Mali : la junte propose une prime pour la capture de leaders jihadistes et rebelles
Mali : la junte militaire lance une chasse aux têtes pour déstabiliser les groupes armés
Ancien négociateur touareg devenu figure majeure du terrorisme au Sahel, Iyad Ag Ghaly dirige depuis 2017 le Groupe de soutien à l’islam et aux musulmans (JNIM), une organisation classée parmi les plus dangereuses du continent.
Ce vétéran de la rébellion, désormais inscrit sur les listes noires internationales, cumule des sanctions de l’ONU, une condamnation par les États-Unis comme « terroriste » et fait l’objet d’un mandat de la Cour pénale internationale (CPI) pour des crimes graves. Son influence s’étend bien au-delà des frontières maliennes, faisant de lui une cible prioritaire pour Bamako.
Des attaques d’une violence inouïe ébranlent le Mali
Les 25 et 26 avril, une vague d’attaques coordonnées a frappé le pays, orchestrée par des éléments du JNIM en alliance avec le Front de libération de l’Azawad (FLA), principalement composé de combattants touaregs.
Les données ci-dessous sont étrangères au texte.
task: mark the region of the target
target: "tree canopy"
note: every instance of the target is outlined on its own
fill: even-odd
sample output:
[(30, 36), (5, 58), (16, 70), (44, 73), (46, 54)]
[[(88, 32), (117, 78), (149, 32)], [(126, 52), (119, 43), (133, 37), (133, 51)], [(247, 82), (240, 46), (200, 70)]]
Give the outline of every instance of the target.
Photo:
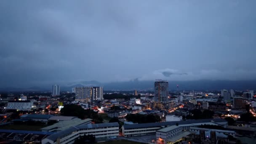
[(157, 115), (149, 114), (147, 115), (128, 114), (125, 117), (126, 120), (133, 123), (156, 123), (161, 121), (160, 117)]
[(75, 104), (66, 104), (61, 110), (61, 115), (77, 117), (82, 119), (85, 118), (86, 115), (88, 113), (80, 106)]
[(208, 109), (205, 109), (202, 112), (200, 109), (195, 109), (191, 111), (190, 112), (192, 114), (192, 115), (187, 115), (186, 119), (198, 120), (212, 118), (214, 115), (214, 112)]

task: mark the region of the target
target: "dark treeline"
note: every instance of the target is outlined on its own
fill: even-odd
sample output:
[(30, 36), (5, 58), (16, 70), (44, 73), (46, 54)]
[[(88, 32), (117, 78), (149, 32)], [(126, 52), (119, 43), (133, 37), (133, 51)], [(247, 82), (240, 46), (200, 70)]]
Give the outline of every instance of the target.
[(125, 118), (128, 121), (132, 122), (133, 123), (156, 123), (161, 120), (160, 117), (157, 115), (140, 115), (128, 114)]
[(95, 136), (92, 134), (86, 135), (85, 134), (83, 136), (80, 136), (79, 137), (76, 139), (74, 142), (75, 144), (94, 144), (96, 142), (96, 138)]
[(99, 116), (98, 113), (90, 109), (85, 109), (80, 106), (75, 104), (66, 104), (61, 110), (61, 115), (77, 117), (81, 119), (89, 118), (93, 119), (96, 123), (102, 123), (103, 118)]
[(105, 94), (103, 96), (103, 97), (105, 99), (124, 99), (125, 100), (129, 100), (130, 99), (133, 98), (140, 99), (141, 96), (140, 95), (139, 95), (138, 96), (135, 96), (133, 95), (124, 95), (122, 93), (112, 93)]
[(195, 109), (189, 112), (191, 115), (189, 115), (186, 117), (187, 120), (198, 120), (208, 118), (212, 118), (214, 115), (214, 112), (205, 109), (203, 112), (199, 109)]

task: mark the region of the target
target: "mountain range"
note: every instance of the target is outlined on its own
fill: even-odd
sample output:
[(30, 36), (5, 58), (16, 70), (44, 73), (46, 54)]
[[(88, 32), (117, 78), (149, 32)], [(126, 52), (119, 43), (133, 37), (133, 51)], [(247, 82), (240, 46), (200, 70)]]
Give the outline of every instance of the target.
[[(71, 82), (60, 84), (61, 91), (71, 91), (72, 88), (82, 86), (103, 86), (105, 90), (153, 90), (154, 81), (139, 81), (138, 79), (125, 82), (100, 83), (97, 81)], [(179, 88), (177, 85), (179, 85)], [(256, 89), (256, 80), (197, 80), (170, 81), (170, 90), (220, 90), (222, 89), (239, 91)], [(51, 90), (51, 85), (39, 85), (28, 88), (6, 87), (0, 88), (0, 91), (45, 91)]]

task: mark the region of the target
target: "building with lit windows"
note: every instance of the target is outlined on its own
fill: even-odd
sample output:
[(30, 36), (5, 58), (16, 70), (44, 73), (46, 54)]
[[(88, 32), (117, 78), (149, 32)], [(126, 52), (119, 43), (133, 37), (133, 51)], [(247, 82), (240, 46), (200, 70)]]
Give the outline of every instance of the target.
[(253, 91), (249, 91), (243, 93), (243, 98), (246, 99), (252, 99), (253, 96)]
[(33, 102), (30, 101), (9, 101), (6, 109), (18, 110), (30, 110), (33, 108)]
[(60, 88), (59, 85), (53, 85), (51, 94), (53, 96), (59, 96), (60, 92)]
[(157, 130), (156, 132), (156, 139), (157, 144), (167, 144), (168, 139), (181, 134), (182, 128), (180, 126), (172, 125)]
[(42, 140), (42, 144), (73, 144), (76, 139), (85, 134), (92, 134), (96, 140), (107, 140), (108, 139), (118, 137), (119, 132), (118, 123), (81, 125), (49, 136)]
[(92, 103), (93, 100), (104, 99), (103, 88), (101, 87), (77, 87), (74, 91), (77, 101)]
[(187, 120), (162, 123), (145, 123), (125, 125), (122, 127), (122, 133), (125, 137), (155, 134), (156, 132), (163, 128), (179, 125), (182, 131), (189, 131), (190, 127), (197, 127), (202, 125), (215, 125), (226, 128), (227, 122), (221, 118)]
[(168, 81), (157, 80), (155, 82), (154, 101), (150, 103), (150, 108), (155, 110), (168, 110), (174, 105), (173, 101), (169, 101)]

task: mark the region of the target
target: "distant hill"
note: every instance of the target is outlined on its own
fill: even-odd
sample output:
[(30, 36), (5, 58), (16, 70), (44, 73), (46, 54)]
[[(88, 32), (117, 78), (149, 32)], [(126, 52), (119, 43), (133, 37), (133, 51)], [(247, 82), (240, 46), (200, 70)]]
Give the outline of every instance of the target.
[[(96, 81), (81, 81), (60, 85), (61, 91), (71, 91), (72, 88), (82, 86), (103, 86), (105, 90), (154, 90), (154, 81), (139, 81), (138, 80), (126, 82), (101, 83)], [(179, 85), (179, 90), (220, 90), (233, 89), (236, 90), (256, 90), (256, 80), (197, 80), (170, 81), (170, 90), (176, 90)], [(0, 91), (51, 91), (51, 85), (33, 87), (27, 88), (0, 88)]]

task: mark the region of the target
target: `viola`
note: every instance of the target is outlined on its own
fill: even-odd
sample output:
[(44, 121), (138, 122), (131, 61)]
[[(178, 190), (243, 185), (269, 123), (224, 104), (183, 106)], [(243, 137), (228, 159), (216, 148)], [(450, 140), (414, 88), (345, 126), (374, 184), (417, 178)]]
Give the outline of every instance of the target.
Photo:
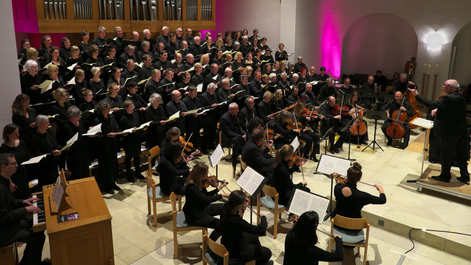
[[(401, 107), (404, 105), (405, 99), (406, 98), (402, 98)], [(404, 122), (407, 119), (407, 113), (400, 109), (397, 109), (392, 113), (392, 116), (395, 117), (396, 120), (392, 121), (391, 124), (386, 128), (386, 133), (392, 138), (401, 139), (404, 137), (406, 134), (406, 128), (404, 127)]]

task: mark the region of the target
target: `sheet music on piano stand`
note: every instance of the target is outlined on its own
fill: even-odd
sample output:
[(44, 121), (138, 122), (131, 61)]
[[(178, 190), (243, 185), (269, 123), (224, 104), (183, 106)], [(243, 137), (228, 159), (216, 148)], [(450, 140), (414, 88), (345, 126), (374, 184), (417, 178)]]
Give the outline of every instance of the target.
[(308, 211), (314, 211), (319, 215), (319, 223), (322, 223), (327, 214), (327, 207), (330, 200), (320, 195), (305, 191), (299, 189), (293, 189), (291, 197), (288, 202), (286, 210), (298, 216)]

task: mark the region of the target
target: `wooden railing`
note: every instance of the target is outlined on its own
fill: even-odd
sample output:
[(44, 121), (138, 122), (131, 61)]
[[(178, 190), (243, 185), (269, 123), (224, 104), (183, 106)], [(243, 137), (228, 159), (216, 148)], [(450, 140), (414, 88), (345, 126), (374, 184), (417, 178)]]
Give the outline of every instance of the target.
[[(215, 29), (216, 0), (36, 0), (40, 33)], [(109, 29), (108, 30), (109, 31)]]

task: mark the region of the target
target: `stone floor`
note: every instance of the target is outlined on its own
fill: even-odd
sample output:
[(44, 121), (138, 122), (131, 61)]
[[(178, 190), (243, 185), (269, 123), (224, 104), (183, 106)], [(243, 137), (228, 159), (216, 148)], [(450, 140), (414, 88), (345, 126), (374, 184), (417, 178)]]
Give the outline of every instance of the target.
[[(373, 126), (369, 132), (370, 140), (373, 139)], [(422, 154), (413, 153), (384, 144), (383, 136), (378, 128), (377, 141), (383, 151), (378, 149), (373, 151), (365, 150), (351, 146), (350, 157), (357, 159), (363, 167), (363, 181), (372, 184), (382, 185), (387, 198), (384, 205), (370, 205), (364, 209), (374, 213), (384, 218), (395, 218), (412, 226), (426, 226), (429, 229), (448, 231), (471, 232), (471, 212), (469, 208), (457, 204), (420, 193), (416, 191), (415, 184), (406, 183), (406, 179), (412, 179), (420, 173)], [(414, 130), (410, 141), (419, 135), (418, 130)], [(225, 149), (227, 153), (227, 149)], [(321, 151), (324, 151), (321, 147)], [(348, 157), (348, 145), (345, 144), (343, 150), (339, 156)], [(203, 156), (197, 161), (207, 162), (208, 157)], [(426, 166), (426, 164), (424, 167)], [(303, 167), (304, 178), (312, 192), (323, 195), (330, 195), (330, 181), (321, 175), (308, 173), (315, 169), (317, 163), (309, 161)], [(221, 161), (218, 166), (219, 179), (230, 182), (228, 187), (232, 190), (238, 188), (236, 180), (232, 178), (229, 162)], [(142, 168), (143, 168), (143, 167)], [(240, 166), (237, 172), (240, 171)], [(215, 174), (215, 170), (210, 167), (210, 172)], [(222, 177), (223, 176), (223, 177)], [(415, 177), (414, 177), (415, 176)], [(156, 182), (158, 177), (156, 177)], [(302, 179), (302, 174), (295, 173), (294, 182)], [(171, 220), (171, 206), (170, 202), (157, 204), (158, 223), (157, 227), (152, 226), (152, 218), (147, 215), (146, 183), (138, 182), (127, 182), (125, 180), (118, 182), (122, 188), (114, 195), (104, 195), (104, 197), (113, 216), (112, 225), (115, 255), (115, 264), (153, 265), (159, 264), (201, 264), (202, 237), (201, 231), (179, 233), (178, 237), (179, 258), (173, 259), (173, 240)], [(371, 187), (358, 184), (360, 190), (373, 194), (377, 194), (376, 190)], [(184, 199), (183, 202), (185, 201)], [(260, 238), (262, 245), (269, 248), (272, 252), (272, 258), (276, 264), (282, 264), (284, 241), (286, 233), (292, 226), (286, 222), (285, 216), (279, 224), (278, 237), (273, 238), (273, 215), (267, 214), (268, 229), (267, 236)], [(249, 221), (250, 212), (246, 212), (244, 219)], [(253, 224), (255, 224), (254, 219)], [(325, 222), (319, 225), (325, 231), (330, 231), (330, 224)], [(467, 231), (467, 232), (466, 232)], [(471, 245), (471, 237), (453, 234), (443, 234), (440, 236), (453, 237), (467, 245)], [(328, 248), (328, 238), (319, 233), (318, 246), (324, 249)], [(19, 247), (20, 257), (24, 245)], [(393, 233), (371, 227), (369, 244), (367, 255), (368, 264), (396, 264), (400, 255), (412, 247), (408, 239)], [(363, 253), (364, 249), (361, 249)], [(43, 258), (49, 257), (48, 238), (43, 250)], [(403, 265), (471, 265), (469, 261), (451, 255), (435, 248), (415, 243), (415, 248), (408, 254)], [(363, 255), (357, 259), (357, 264), (363, 264)], [(321, 262), (320, 264), (327, 264)]]

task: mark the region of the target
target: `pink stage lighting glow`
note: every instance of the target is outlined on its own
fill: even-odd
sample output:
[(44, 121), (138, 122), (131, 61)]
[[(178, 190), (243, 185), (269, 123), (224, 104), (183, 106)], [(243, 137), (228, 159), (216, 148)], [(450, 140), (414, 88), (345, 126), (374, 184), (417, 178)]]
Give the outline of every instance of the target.
[(326, 74), (334, 78), (340, 77), (342, 60), (343, 36), (339, 30), (338, 16), (332, 14), (332, 1), (325, 1), (320, 4), (321, 14), (318, 20), (320, 25), (321, 65), (325, 66)]

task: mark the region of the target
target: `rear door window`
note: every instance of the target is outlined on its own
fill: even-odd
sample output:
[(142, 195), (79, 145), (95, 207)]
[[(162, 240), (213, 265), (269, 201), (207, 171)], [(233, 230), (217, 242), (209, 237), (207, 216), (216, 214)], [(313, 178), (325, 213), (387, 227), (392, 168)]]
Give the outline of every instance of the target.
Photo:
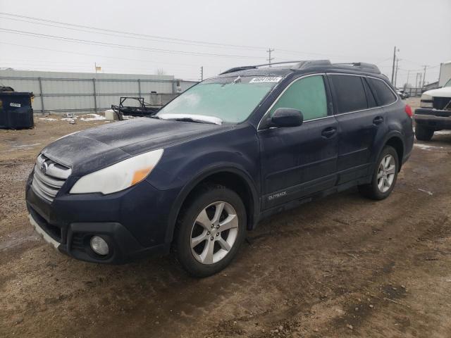
[(368, 108), (366, 94), (360, 76), (330, 75), (339, 114)]
[(327, 116), (327, 96), (322, 75), (295, 80), (270, 111), (272, 116), (278, 108), (292, 108), (302, 113), (304, 120)]
[(368, 80), (376, 92), (378, 104), (378, 106), (387, 106), (396, 101), (396, 96), (385, 81), (373, 77), (369, 77)]
[(368, 85), (368, 83), (366, 82), (366, 80), (362, 78), (362, 80), (364, 82), (365, 92), (366, 92), (366, 101), (368, 101), (368, 108), (373, 108), (377, 106), (377, 104), (376, 103), (376, 99), (374, 98), (374, 95), (373, 95), (373, 91)]

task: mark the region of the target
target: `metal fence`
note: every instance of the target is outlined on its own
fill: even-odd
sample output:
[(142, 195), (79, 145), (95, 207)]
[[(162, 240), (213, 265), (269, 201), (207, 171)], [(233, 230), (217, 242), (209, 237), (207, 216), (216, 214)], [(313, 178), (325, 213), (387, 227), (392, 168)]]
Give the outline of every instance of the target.
[(16, 92), (32, 92), (33, 110), (42, 114), (103, 111), (118, 104), (121, 96), (154, 102), (158, 93), (168, 99), (196, 83), (172, 75), (0, 70), (0, 84)]
[(415, 97), (421, 96), (424, 89), (423, 89), (423, 88), (406, 88), (404, 92), (407, 93), (410, 97)]

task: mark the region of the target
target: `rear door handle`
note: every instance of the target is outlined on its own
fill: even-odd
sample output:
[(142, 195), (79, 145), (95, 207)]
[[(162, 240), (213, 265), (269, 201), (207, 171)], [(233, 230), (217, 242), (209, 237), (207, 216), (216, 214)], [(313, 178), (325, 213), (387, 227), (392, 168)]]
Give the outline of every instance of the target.
[(326, 137), (326, 138), (331, 137), (332, 135), (333, 135), (336, 131), (337, 131), (336, 128), (329, 127), (328, 128), (326, 128), (324, 130), (321, 132), (321, 135), (323, 137)]
[(383, 118), (382, 116), (376, 116), (376, 118), (374, 118), (374, 120), (373, 120), (373, 123), (375, 125), (380, 125), (383, 122)]

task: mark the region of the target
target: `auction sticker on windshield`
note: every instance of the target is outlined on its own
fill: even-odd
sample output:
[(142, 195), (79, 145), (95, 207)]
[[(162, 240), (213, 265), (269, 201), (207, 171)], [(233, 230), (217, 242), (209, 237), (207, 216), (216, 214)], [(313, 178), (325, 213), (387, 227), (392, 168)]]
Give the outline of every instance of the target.
[(269, 77), (254, 77), (249, 83), (261, 83), (261, 82), (278, 82), (282, 77), (278, 76), (272, 76)]

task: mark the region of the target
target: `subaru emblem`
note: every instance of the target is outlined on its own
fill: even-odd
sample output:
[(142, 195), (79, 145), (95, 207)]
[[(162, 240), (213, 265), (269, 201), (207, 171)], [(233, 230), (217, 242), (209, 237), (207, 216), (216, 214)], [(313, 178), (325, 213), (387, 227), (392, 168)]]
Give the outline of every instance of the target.
[(42, 164), (41, 164), (40, 169), (42, 173), (45, 174), (46, 172), (47, 171), (47, 169), (49, 169), (49, 165), (45, 162), (42, 162)]

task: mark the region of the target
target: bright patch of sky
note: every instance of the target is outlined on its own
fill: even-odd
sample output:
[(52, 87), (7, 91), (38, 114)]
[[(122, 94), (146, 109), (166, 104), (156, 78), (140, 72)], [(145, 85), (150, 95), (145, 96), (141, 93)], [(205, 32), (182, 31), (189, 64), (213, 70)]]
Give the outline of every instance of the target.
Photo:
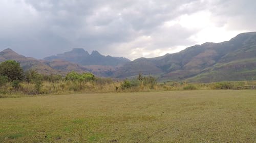
[(2, 0), (0, 50), (41, 59), (73, 48), (131, 60), (256, 31), (252, 0)]

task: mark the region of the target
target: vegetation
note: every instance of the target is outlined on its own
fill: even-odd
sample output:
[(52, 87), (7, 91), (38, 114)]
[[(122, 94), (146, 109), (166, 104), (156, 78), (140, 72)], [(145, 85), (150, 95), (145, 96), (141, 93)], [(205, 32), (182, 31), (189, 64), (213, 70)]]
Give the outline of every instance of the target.
[(0, 142), (254, 142), (253, 90), (0, 99)]
[(75, 93), (232, 90), (237, 89), (238, 86), (256, 84), (255, 81), (210, 83), (192, 83), (182, 81), (158, 83), (156, 77), (151, 75), (144, 76), (142, 74), (139, 74), (137, 77), (119, 82), (110, 78), (97, 77), (91, 73), (80, 74), (72, 71), (63, 77), (59, 75), (43, 75), (33, 70), (23, 72), (19, 64), (14, 61), (7, 61), (2, 63), (1, 65), (3, 66), (0, 68), (0, 98)]
[(0, 76), (7, 77), (9, 81), (21, 80), (23, 73), (19, 63), (15, 61), (8, 60), (0, 64)]

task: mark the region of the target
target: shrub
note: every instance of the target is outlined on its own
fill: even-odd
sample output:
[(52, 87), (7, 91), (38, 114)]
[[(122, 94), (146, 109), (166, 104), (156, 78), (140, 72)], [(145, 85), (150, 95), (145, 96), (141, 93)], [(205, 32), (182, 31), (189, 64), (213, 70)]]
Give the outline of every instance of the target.
[(193, 84), (189, 84), (183, 87), (183, 90), (197, 90), (197, 87)]
[(122, 90), (130, 89), (132, 87), (132, 84), (131, 84), (131, 82), (129, 80), (126, 79), (121, 83), (120, 87)]
[(0, 64), (0, 75), (7, 76), (10, 81), (22, 80), (23, 73), (19, 63), (15, 61), (8, 60)]
[(0, 87), (5, 85), (8, 82), (8, 77), (6, 76), (0, 75)]

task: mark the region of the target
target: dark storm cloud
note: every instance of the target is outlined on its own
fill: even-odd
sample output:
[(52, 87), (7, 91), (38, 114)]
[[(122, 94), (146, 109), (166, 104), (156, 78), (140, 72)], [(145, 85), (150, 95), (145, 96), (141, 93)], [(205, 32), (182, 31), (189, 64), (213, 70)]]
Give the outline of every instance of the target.
[[(0, 49), (11, 48), (26, 56), (42, 58), (83, 48), (134, 59), (142, 56), (132, 54), (136, 50), (151, 52), (157, 49), (167, 52), (170, 48), (195, 44), (190, 38), (202, 30), (200, 27), (184, 27), (179, 21), (166, 25), (185, 14), (208, 11), (216, 26), (228, 25), (226, 28), (230, 30), (251, 30), (253, 24), (244, 21), (255, 20), (252, 20), (255, 19), (255, 3), (3, 0)], [(241, 28), (243, 25), (246, 28)]]

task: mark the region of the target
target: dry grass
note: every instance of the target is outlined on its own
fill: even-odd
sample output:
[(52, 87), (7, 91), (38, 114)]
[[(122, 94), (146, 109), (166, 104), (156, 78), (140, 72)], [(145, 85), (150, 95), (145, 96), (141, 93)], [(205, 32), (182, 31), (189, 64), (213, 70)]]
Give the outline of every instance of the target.
[(0, 99), (0, 142), (256, 142), (255, 90)]

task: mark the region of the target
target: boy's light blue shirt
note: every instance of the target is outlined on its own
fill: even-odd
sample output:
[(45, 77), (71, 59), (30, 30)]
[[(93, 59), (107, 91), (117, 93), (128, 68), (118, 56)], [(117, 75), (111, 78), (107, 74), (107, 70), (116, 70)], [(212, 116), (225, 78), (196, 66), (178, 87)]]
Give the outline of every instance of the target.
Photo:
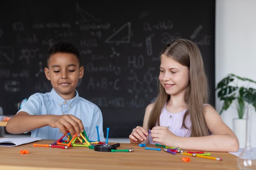
[[(50, 92), (35, 93), (29, 97), (18, 113), (21, 111), (31, 115), (73, 115), (82, 121), (89, 140), (98, 141), (96, 129), (98, 125), (100, 140), (105, 141), (101, 110), (95, 104), (79, 97), (76, 91), (75, 97), (70, 100), (64, 100), (53, 88)], [(57, 140), (63, 135), (58, 128), (49, 126), (31, 131), (31, 137), (39, 137), (44, 139)]]

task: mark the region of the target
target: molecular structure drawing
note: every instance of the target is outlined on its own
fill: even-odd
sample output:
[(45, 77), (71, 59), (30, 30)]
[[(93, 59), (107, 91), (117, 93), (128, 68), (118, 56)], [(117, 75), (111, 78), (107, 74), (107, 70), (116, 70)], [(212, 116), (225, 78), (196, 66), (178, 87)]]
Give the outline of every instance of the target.
[(155, 70), (153, 68), (149, 68), (143, 77), (142, 80), (138, 78), (137, 74), (133, 69), (130, 72), (133, 75), (132, 79), (134, 80), (132, 88), (129, 88), (128, 91), (130, 93), (137, 95), (139, 93), (143, 93), (145, 97), (148, 97), (148, 93), (153, 92), (154, 88), (150, 86), (152, 82), (156, 81), (157, 77), (154, 76), (151, 73)]

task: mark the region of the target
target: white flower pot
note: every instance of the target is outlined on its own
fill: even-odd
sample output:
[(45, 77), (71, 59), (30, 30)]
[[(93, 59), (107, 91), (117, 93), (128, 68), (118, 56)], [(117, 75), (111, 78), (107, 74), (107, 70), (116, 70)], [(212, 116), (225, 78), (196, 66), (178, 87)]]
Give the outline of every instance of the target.
[(246, 138), (246, 119), (233, 119), (233, 129), (239, 141), (239, 148), (245, 148)]

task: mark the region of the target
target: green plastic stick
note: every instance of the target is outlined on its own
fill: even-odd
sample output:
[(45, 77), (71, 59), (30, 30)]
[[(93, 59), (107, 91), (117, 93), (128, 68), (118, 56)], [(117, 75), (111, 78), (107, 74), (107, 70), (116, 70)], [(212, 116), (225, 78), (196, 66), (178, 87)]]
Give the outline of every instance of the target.
[(88, 145), (79, 145), (78, 144), (74, 144), (72, 145), (73, 146), (81, 146), (84, 147), (88, 147), (89, 146)]

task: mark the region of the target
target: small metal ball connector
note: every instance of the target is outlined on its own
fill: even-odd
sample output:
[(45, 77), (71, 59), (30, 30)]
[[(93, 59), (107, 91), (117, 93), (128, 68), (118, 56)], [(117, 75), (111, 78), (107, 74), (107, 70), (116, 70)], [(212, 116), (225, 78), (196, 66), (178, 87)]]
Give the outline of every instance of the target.
[(177, 150), (177, 152), (178, 153), (183, 153), (183, 150)]
[(129, 149), (129, 152), (133, 152), (133, 149), (132, 149), (132, 148), (130, 148), (130, 149)]

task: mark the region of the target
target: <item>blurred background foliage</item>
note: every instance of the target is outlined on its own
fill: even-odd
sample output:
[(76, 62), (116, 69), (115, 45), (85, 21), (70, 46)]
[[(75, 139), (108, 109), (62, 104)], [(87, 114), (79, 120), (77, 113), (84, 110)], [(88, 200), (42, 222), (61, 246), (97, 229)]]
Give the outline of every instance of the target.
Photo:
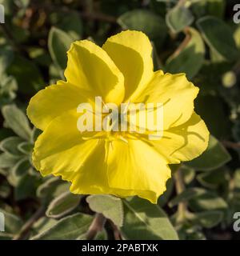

Ces assauts, d’une intensité jamais vue, ont visé des points névralgiques sous contrôle de la junte, semant la terreur dans plusieurs régions.
Parmi les victimes de cette violence, Sadio Camara, 47 ans, ministre malien de la Défense et pilier du régime, a perdu la vie dans un attentat-suicide. Sa disparition marque un tournant dans la crise qui secoue le pays depuis des années.
Une prime pour traquer les cerveaux des violences
Face à l’urgence, les autorités maliennes ont annoncé une mesure radicale : une récompense financière pour toute information menant à l’arrestation ou à l’élimination de sept responsables présumés, dont des têtes de file du JNIM et du FLA.
Le communiqué officiel diffusé à la télévision nationale précise : « Le ministère de la Sécurité et de la Protection civile lance cette initiative dans le cadre de la lutte antiterroriste et de la préservation de l’intégrité nationale. Des primes allant jusqu’à 2,2 millions d’euros sont offertes pour des renseignements exploitables contre : »
- Iyad Ag Ghaly, chef du JNIM ;
- Amadou Kouffa, autre dirigeant du JNIM ;
- Alghabass Ag Intalla et Bilal Ag Cherif, figures du FLA.
Le texte souligne que ces individus sont activement recherchés pour leur rôle présumé dans l’organisation et l’exécution d’actes terroristes ayant causé d’innombrables victimes et d’importants dégâts matériels sur l’ensemble du territoire.
Une crise sécuritaire qui s’enlise depuis plus d’une décennie
Depuis 2012, le Mali est enlisé dans une spirale de violences impliquant des groupes armés divers : le JNIM, l’État islamique au Grand Sahara, ainsi que des factions criminelles aux loyautés communautaires. Cette instabilité chronique a fragilisé les institutions et plongé des millions de Maliens dans une insécurité permanente.
Dans ce contexte explosif, la stratégie de Bamako mêle désormais répression militaire et incitations financières pour tenter d’éteindre les foyers de rebellion et de terrorisme qui menacent la stabilité du pays.